On the other hand, a signal usually means either that a system problem has occurred (like memory exhaustion, an addressing error, or invalid operation) or that the user has decided to abort the operation. Regardless, it is not correct for a command to continue processing as though nothing had happened.
A system-generated signal usually signifies a flaw in the command and almost certainly means that further processing will be based on corrupt data. A user-generated signal signifies a change of heart by the requesting user and should be honored where possible by restoring the system to the state it was in before the command was invoked. If a command receives a signal after it is committed to a change, the command should finish any steps necessary to ensure consistency and exit.
Attempts to write signal-safe commands must take into account the possibility of unforeseen signals and signals that cannot be caught.

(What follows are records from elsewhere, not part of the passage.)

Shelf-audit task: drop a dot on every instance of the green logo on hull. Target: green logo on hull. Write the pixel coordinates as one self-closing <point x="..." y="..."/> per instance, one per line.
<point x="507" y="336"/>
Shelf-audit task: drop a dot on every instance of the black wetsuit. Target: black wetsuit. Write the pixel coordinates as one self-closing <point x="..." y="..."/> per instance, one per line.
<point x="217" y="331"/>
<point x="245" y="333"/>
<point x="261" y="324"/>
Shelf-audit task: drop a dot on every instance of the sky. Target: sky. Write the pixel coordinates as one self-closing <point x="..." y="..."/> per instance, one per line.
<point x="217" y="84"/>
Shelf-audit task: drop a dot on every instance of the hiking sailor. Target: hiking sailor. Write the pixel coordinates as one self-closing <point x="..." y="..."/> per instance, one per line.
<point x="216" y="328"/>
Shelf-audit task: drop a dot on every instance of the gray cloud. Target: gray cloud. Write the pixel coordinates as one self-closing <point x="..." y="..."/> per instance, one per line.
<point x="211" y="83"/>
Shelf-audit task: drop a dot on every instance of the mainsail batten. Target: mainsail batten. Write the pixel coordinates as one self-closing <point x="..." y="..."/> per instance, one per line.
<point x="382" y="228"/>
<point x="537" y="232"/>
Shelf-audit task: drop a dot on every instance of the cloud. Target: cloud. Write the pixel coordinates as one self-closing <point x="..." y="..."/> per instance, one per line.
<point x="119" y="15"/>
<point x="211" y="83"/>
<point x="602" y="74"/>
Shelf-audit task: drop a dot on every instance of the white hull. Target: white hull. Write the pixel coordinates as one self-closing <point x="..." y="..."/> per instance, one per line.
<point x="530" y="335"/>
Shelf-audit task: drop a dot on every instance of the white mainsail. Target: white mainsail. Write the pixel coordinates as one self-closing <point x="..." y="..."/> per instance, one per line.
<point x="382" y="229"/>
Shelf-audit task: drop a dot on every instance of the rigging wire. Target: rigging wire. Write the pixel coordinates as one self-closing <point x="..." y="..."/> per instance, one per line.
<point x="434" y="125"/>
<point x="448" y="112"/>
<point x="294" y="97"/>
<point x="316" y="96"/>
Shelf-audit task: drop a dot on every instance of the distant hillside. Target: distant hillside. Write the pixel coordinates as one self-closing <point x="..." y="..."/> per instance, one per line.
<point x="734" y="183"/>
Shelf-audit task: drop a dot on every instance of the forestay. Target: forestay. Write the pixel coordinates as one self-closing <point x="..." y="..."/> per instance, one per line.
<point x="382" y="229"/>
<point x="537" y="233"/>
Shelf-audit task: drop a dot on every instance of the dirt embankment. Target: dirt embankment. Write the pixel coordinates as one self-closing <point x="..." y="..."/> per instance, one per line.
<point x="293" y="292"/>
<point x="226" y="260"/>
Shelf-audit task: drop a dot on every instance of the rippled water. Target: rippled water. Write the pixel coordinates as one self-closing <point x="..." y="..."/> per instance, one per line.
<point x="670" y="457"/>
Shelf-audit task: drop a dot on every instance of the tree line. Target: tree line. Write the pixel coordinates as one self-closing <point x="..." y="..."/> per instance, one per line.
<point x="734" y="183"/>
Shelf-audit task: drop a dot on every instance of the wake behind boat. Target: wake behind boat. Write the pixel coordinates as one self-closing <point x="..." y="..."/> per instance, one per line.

On any given system, the set of possible signals is constant, but in general, systems are allowed to have their own implementation-specific signals.
It is better to keep the critical sections of a command as small as possible than to try to protect large critical sections against interruption. This principle means, for example, a command that changes a system database should make all changes on a copy of any sensitive part of the database (for example an index file) before replacing the original. This limits opportunity for an unknown signal to interrupt the sensitive part of the command.
When a trusted command is using privilege or some other extraordinary access and receives a signal, the command may enter a signal handler. Because signals are unpredictable, it is not a good idea for a command to change the privileges or other access attributes of its process inside a signal handler. When the handler returns to the main stream of processing, these attributes must be the same as they were before the signal occurred, or unpredictable processing will result.
Since signal handlers are not allowed to change process attributes, they should never do anything that might take advantage of privileges or special access. In general, a signal handler should set a flag and return or longjump away. Once the flag is set, the command can recognize the signal and respond to it in an orderly fashion.